American physician-scientist

H. Clifford Lane is an American physician-scientist who served as deputy director for clinical research and special projects at the National Institute of Allergy and Infectious Diseases (NIAID) from 2006 to 2025. He conducted research on HIV/AIDS and emerging infectious diseases during a 45-year career at the National Institutes of Health (NIH).

== Education ==
Clifford Lane received his M.D. from the University of Michigan in 1976. He completed an internship and residency at the University of Michigan Hospital.

== Career ==
In 1979, Lane joined the National Institutes of Health (NIH) as a clinical associate in the Laboratory of Immunoregulation at the National Institute of Allergy and Infectious Diseases (NIAID). He conducted research under the direction of Anthony Fauci. In 1985, Lane was appointed deputy clinical director of NIAID. In 1989, he became chief of the Clinical and Molecular Retrovirology Section within the Laboratory of Immunoregulation.

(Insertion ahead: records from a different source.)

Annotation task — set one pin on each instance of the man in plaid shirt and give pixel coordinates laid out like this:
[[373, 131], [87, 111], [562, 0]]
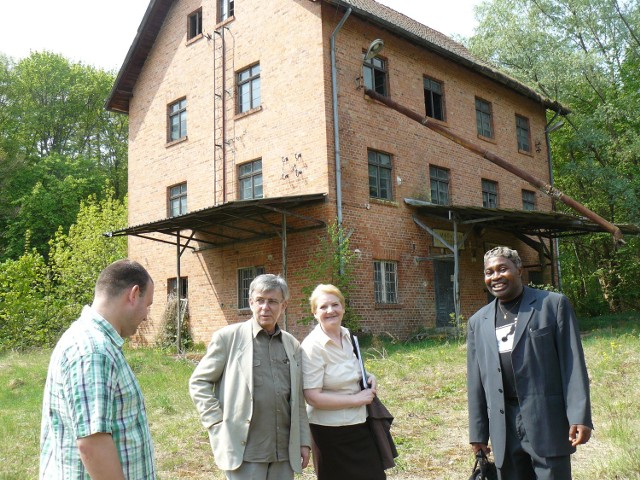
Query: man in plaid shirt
[[94, 422]]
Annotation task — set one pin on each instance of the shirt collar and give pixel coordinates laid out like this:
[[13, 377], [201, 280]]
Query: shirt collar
[[324, 338], [256, 328], [89, 314]]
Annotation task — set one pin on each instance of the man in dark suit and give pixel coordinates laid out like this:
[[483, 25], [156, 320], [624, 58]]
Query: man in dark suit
[[528, 389]]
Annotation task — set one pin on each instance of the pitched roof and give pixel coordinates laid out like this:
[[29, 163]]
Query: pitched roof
[[369, 10]]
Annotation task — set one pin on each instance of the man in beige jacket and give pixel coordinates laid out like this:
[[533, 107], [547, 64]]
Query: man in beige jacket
[[248, 392]]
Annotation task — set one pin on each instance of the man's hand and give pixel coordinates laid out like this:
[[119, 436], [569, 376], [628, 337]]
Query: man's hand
[[100, 457], [481, 446], [305, 453], [579, 434]]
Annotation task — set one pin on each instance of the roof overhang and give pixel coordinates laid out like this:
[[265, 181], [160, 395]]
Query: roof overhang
[[523, 222], [446, 47], [381, 16], [232, 222]]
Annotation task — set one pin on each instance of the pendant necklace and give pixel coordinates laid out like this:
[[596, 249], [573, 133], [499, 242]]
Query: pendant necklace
[[504, 313]]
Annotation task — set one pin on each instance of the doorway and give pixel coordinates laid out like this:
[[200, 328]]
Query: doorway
[[443, 272]]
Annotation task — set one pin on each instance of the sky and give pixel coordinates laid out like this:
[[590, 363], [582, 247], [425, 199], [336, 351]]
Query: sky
[[61, 26]]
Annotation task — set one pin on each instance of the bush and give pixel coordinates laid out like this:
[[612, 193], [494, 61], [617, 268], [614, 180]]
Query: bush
[[168, 336]]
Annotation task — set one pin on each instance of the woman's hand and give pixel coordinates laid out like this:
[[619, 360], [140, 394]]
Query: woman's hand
[[373, 383], [364, 397]]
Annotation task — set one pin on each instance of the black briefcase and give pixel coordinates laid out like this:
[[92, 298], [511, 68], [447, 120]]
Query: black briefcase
[[483, 469]]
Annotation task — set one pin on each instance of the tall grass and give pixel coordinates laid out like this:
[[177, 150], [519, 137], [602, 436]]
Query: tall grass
[[423, 384]]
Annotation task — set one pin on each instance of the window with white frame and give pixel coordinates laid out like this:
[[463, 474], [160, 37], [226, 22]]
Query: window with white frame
[[178, 200], [374, 72], [434, 99], [248, 84], [245, 277], [484, 118], [250, 180], [489, 194], [385, 278], [439, 179], [194, 24], [379, 175], [528, 200], [177, 119], [225, 9]]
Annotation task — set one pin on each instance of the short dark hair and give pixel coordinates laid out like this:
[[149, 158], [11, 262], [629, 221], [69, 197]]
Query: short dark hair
[[268, 282], [504, 252], [122, 275]]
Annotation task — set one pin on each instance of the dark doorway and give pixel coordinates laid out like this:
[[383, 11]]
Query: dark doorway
[[444, 271]]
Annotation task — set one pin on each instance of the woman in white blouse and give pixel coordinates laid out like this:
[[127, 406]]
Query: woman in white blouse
[[343, 448]]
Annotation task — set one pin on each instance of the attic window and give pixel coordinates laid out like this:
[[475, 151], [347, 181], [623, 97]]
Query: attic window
[[225, 9], [194, 24]]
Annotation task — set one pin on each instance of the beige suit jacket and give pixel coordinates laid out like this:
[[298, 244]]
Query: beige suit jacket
[[221, 388]]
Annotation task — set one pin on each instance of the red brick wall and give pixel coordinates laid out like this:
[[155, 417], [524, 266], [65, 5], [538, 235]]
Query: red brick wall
[[295, 120]]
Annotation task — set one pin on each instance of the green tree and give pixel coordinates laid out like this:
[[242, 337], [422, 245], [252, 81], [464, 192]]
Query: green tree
[[332, 262], [77, 257], [58, 145], [39, 300], [24, 302], [584, 54]]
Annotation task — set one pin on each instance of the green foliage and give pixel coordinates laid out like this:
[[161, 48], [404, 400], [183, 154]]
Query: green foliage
[[583, 54], [168, 336], [38, 300], [25, 288], [58, 145], [78, 257], [331, 263]]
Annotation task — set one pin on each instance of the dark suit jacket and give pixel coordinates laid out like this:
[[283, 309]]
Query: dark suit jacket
[[550, 371]]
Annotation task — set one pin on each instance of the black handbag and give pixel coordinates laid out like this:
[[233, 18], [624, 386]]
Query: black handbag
[[483, 469]]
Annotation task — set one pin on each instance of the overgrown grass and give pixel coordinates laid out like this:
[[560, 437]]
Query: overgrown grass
[[423, 384]]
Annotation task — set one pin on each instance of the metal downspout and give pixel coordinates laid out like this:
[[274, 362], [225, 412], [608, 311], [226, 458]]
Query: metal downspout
[[178, 295], [556, 242], [336, 134]]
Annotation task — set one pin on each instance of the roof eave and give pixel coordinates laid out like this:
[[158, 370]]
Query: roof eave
[[477, 67]]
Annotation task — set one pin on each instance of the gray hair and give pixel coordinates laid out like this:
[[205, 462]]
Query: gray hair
[[269, 282], [504, 252]]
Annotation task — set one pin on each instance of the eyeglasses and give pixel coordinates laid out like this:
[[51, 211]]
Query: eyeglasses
[[271, 302]]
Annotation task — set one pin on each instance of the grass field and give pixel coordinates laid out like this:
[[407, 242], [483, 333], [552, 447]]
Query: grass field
[[422, 384]]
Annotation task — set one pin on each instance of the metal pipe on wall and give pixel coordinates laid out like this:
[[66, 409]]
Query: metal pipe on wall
[[545, 188], [336, 131]]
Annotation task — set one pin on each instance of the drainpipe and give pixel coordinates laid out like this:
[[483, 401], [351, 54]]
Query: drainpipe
[[336, 134], [556, 242]]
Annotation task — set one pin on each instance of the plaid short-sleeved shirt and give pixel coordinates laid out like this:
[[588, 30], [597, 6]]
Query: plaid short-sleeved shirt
[[91, 389]]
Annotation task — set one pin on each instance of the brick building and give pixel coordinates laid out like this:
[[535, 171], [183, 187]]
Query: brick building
[[233, 154]]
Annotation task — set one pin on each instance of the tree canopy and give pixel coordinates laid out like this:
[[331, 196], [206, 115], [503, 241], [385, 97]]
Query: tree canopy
[[58, 145], [584, 54]]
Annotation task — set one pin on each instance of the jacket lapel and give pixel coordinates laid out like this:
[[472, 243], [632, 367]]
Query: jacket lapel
[[489, 329], [525, 314], [245, 354]]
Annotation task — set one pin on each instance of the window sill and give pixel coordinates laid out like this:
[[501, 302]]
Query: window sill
[[193, 40], [382, 201], [224, 22], [238, 116], [443, 123], [487, 139], [176, 142], [525, 152]]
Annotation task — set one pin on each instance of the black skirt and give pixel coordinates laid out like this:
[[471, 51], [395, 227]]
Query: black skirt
[[346, 453]]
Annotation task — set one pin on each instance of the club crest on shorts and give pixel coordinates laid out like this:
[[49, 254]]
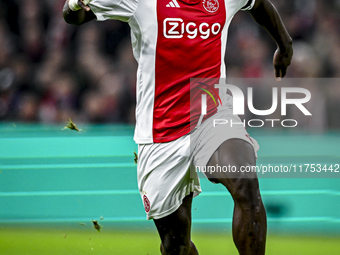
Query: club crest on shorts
[[210, 6], [146, 204]]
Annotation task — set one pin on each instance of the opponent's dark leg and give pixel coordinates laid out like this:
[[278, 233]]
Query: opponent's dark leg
[[249, 220], [175, 231]]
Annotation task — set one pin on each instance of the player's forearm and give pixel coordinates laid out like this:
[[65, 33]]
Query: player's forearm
[[76, 17], [267, 16]]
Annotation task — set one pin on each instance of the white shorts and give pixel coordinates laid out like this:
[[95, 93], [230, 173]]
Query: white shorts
[[163, 169]]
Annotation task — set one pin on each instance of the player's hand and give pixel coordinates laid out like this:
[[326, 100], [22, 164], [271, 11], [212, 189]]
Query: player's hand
[[83, 6], [281, 62], [76, 5]]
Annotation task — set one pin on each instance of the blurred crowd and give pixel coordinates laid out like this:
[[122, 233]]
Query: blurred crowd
[[51, 71]]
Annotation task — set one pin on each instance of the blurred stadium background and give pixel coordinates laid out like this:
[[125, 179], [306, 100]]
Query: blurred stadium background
[[52, 180]]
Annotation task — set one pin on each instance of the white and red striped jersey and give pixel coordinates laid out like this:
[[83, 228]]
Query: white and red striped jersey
[[173, 41]]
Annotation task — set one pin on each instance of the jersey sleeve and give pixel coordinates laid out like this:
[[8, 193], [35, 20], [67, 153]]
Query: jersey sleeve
[[113, 9], [247, 5]]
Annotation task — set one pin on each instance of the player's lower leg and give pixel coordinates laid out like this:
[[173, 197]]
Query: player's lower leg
[[174, 231], [249, 219]]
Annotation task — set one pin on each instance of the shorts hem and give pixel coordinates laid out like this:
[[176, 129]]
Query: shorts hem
[[196, 190]]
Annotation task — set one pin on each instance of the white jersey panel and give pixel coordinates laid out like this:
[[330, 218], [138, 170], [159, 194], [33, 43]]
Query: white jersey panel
[[113, 9], [232, 7], [144, 32]]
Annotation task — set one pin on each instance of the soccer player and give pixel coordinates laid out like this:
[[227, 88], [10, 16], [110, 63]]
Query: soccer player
[[174, 41]]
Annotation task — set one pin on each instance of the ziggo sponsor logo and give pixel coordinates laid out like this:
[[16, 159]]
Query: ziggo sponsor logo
[[176, 28]]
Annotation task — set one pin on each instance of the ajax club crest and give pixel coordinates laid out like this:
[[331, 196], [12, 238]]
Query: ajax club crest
[[211, 5]]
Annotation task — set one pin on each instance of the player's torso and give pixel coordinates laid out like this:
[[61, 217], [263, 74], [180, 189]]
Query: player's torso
[[173, 41]]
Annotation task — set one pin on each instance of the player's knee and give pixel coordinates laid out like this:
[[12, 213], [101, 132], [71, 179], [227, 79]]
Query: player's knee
[[174, 248], [246, 193]]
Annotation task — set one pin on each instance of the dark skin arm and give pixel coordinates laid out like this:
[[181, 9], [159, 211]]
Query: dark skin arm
[[265, 14], [78, 17]]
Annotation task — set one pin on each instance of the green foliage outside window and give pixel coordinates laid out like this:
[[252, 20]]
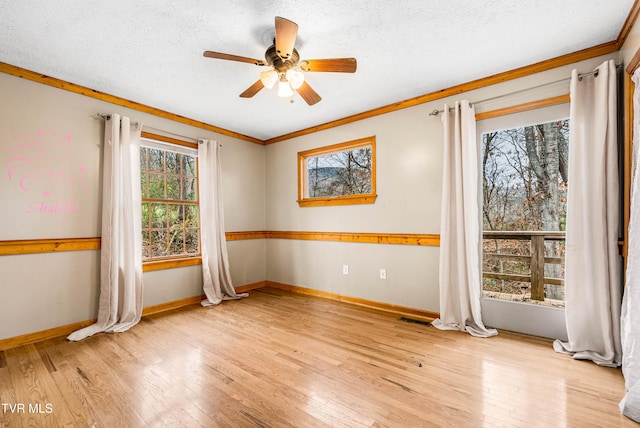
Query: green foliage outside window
[[170, 223]]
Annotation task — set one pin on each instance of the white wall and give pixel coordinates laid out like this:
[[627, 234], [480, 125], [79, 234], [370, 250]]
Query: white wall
[[42, 291], [409, 169]]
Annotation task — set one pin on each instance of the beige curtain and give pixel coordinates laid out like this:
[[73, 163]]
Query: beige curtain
[[460, 232], [215, 260], [120, 304], [630, 317], [592, 268]]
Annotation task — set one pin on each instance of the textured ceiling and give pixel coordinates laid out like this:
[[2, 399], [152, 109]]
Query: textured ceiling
[[150, 51]]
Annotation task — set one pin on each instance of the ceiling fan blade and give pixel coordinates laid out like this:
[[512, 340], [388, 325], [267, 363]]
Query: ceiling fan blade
[[337, 65], [308, 94], [218, 55], [252, 90], [286, 33]]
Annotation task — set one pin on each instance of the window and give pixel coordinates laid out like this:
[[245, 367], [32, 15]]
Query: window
[[524, 211], [341, 174], [170, 220]]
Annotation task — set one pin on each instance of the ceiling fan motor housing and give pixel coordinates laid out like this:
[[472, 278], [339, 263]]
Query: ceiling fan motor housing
[[281, 65]]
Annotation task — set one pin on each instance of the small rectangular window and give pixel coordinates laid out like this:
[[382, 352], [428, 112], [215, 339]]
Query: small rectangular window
[[341, 174], [170, 224]]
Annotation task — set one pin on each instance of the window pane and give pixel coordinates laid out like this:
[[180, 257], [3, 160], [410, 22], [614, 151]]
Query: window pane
[[191, 216], [146, 245], [156, 160], [524, 189], [189, 165], [173, 163], [156, 186], [173, 187], [145, 215], [170, 228], [176, 242], [143, 158], [189, 190], [144, 186], [192, 241], [159, 243], [159, 215], [176, 217]]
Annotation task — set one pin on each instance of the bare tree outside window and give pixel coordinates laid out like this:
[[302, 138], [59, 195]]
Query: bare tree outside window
[[525, 189], [337, 175], [170, 225]]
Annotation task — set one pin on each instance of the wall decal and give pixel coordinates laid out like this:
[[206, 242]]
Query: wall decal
[[42, 165]]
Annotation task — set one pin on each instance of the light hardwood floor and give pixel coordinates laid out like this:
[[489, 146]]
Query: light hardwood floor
[[284, 359]]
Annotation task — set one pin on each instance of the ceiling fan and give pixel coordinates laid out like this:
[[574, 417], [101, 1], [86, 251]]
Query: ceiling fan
[[286, 67]]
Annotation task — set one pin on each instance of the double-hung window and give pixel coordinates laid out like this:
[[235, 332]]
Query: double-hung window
[[341, 174], [170, 214]]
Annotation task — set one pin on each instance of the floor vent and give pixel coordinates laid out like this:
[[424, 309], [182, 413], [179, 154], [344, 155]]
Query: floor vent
[[414, 321]]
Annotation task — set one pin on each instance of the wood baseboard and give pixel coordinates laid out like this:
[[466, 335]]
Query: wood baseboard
[[65, 330], [386, 307]]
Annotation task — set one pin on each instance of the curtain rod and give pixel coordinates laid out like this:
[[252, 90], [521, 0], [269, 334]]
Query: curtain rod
[[436, 112], [105, 116]]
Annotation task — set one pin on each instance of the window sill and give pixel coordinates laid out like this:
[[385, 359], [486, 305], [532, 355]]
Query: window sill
[[170, 264], [340, 200]]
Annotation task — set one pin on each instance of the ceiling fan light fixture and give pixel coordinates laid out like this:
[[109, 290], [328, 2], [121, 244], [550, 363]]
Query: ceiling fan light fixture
[[284, 89], [269, 78], [295, 78]]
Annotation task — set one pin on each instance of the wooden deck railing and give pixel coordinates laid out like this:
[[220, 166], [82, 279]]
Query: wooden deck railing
[[536, 258]]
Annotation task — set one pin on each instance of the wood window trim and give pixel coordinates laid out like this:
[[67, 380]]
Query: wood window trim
[[368, 198]]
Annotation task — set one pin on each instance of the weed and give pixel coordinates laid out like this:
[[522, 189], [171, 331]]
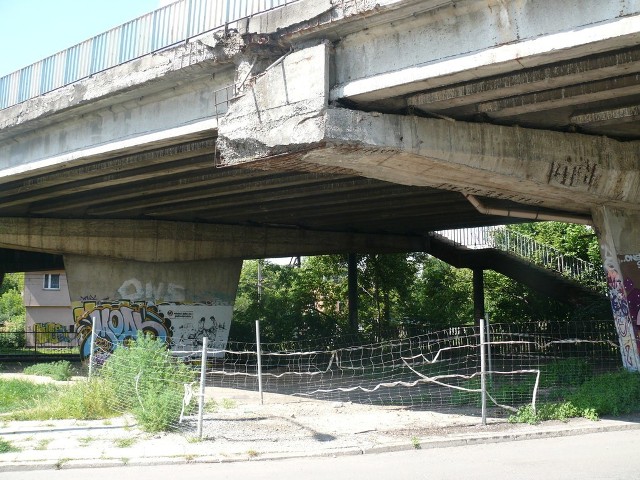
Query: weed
[[228, 403], [124, 442], [60, 463], [43, 444], [84, 441], [148, 382], [6, 447], [81, 400], [57, 370], [19, 394]]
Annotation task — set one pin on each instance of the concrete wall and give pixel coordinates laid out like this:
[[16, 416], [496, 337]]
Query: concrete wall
[[180, 302]]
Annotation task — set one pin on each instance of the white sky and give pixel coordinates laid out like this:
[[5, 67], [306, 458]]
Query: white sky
[[31, 30]]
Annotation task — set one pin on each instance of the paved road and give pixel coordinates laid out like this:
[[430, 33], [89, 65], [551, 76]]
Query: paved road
[[602, 456]]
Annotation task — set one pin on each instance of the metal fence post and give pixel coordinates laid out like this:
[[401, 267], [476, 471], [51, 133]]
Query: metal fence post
[[483, 385], [92, 345], [259, 354], [203, 371]]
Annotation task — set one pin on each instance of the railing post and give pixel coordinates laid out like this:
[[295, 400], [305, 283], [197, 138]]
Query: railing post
[[203, 371]]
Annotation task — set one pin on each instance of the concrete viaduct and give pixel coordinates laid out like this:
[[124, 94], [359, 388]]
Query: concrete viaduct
[[328, 126]]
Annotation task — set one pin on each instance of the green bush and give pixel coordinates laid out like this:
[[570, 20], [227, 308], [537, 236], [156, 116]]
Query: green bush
[[147, 381], [610, 394], [57, 370]]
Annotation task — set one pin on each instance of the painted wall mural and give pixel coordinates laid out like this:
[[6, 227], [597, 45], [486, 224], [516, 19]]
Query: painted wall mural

His research included the immunopathogenesis and treatment of HIV/AIDS, the evaluation of therapeutic approaches, and clinical trials for emerging infectious diseases. Lane collaborated with other NIH institutes and international partners on studies related to various pathogens, including influenza, Ebola, Zika, and SARS-CoV-2.

In 1991, Lane became clinical director of NIAID. In 2006, he was named deputy director for clinical research and special projects at NIAID and director of the Division of Clinical Research. During the COVID-19 pandemic, he participated in NIAID's clinical research activities. In February 2020, he took part in the World Health Organization-China Joint Mission on coronavirus disease as part of a U.S. government delegation to China.

Lane was elected to the Association of American Physicians and the American Association for the Advancement of Science. He served on the editorial boards of Clinical Infectious Diseases, Journal of Infectious Diseases, Journal of Clinical Investigation, and Annals of Internal Medicine.

In April 2025, Lane was removed from his position at NIAID. According to Politico, he was among several officials reassigned or dismissed under Health and Human Services Secretary Robert F. Kennedy Jr. in a leadership reorganization at NIH. Lane had worked at NIH for 45 years and was identified in the report as a close colleague of Anthony Fauci.